Como ajudar as crianças a retomar o interesse pela escola? - Ao longo da pandemia, inúmeros levantamentos comprovaram os impactos psíquicos decorrentes do isolamento social em diferentes faixas etárias. Em especial aos jovens a pandemia levou ao uso excessivo de redes sociais e aumento dos sintomas de ansiedade, estresse e tristeza.
“Quando pensamos que os jovens são um público que interage muito nas redes sociais, há uma tendência de eles voltarem à convivência presencial ainda 'viciados' nas checagens constantes e dificuldade de concentração. Os estudantes ainda podem voltar trazendo emoções acumuladas nas tensões familiares e das experiências vividas no ensino remoto. Não há uma receita para o acolhimento perfeito, mas a maior preocupação daqui em diante deve ser a de criar um clima de segurança afetiva, só assim as emoções vão abrir caminho para o aspecto intelectual", afirma a especialista.
Validando sentimentos - Sabendo que os sentimentos positivos ou negativos interferem nos processos mentais mais complexos, como a tomada de decisão e o controle dos comportamentos, o foco da escola, segundo a especialista, deve ser na aceitação das diferenças e limitações de cada um, sem ignorar os impactos da pandemia em diferentes realidades sociais.
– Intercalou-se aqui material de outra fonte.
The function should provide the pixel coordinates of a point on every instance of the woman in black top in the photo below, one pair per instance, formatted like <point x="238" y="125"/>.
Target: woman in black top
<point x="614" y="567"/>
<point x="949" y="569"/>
“Estratégias personalizadas para que os alunos se autoavaliem e participem ativamente das metas que eles buscarão atingir podem ajudar na motivação. É hora de plantar a esperança, cada aluno deve sentir que ali é um lugar onde ele pode sentir o prazer de conseguir - seja qual for o seu interesse”, concluiu Livia Ciacci.
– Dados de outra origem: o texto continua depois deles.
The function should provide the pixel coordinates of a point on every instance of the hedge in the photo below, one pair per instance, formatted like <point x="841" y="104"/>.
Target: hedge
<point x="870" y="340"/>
Confira algumas dicas que podem ajudar neste processo:
· Melhore as conexões emocionais com as matérias a serem aprendidas, levando em conta as referências que fazem sentido para a geração;
· Crie avaliações colaborativas, favorecendo mais a discussão e construção de conceitos do que as respostas certas;
· Inclua a possibilidade de cometer erros e aprender com eles, usando estratégias que valorizem o erro;
· Não é hora de “marcar provas” coletivas ou de comparar desempenhos. Aliás, qualquer rotina escolar que dê margem para o clima de ameaça, opressão, vexame ou de desvalorização do esforço pessoal, vai fazer com que o sistema límbico, situado no meio do cérebro, bloqueie o funcionamento das funções cognitivas de integração que permitem a resolução de problemas;
· O estudante, com seu repertório pessoal de vivências, deve avaliar o ambiente escolar e dar o colorido afetivo instantâneo, esse julgamento vai orientá-lo subjetivamente para tomar decisões. Se o objetivo é ter crianças e adolescentes motivados, as equipes escolares precisam oferecer uma recepção que favoreça os sentimentos positivos;
· Tarefas muito difíceis ou muito fáceis não ativam o sistema de recompensa. Como resultado, desmotivam e deixam o cérebro frustrado. Por isso são abandonadas ou evitadas. Qualquer receita para uma capacidade de aprender deve incluir: Um ambiente seguro para tentar e errar a vontade, pessoas dispostas a tornar os temas interessantes, níveis de dificuldade que propiciem o prazer de conseguir.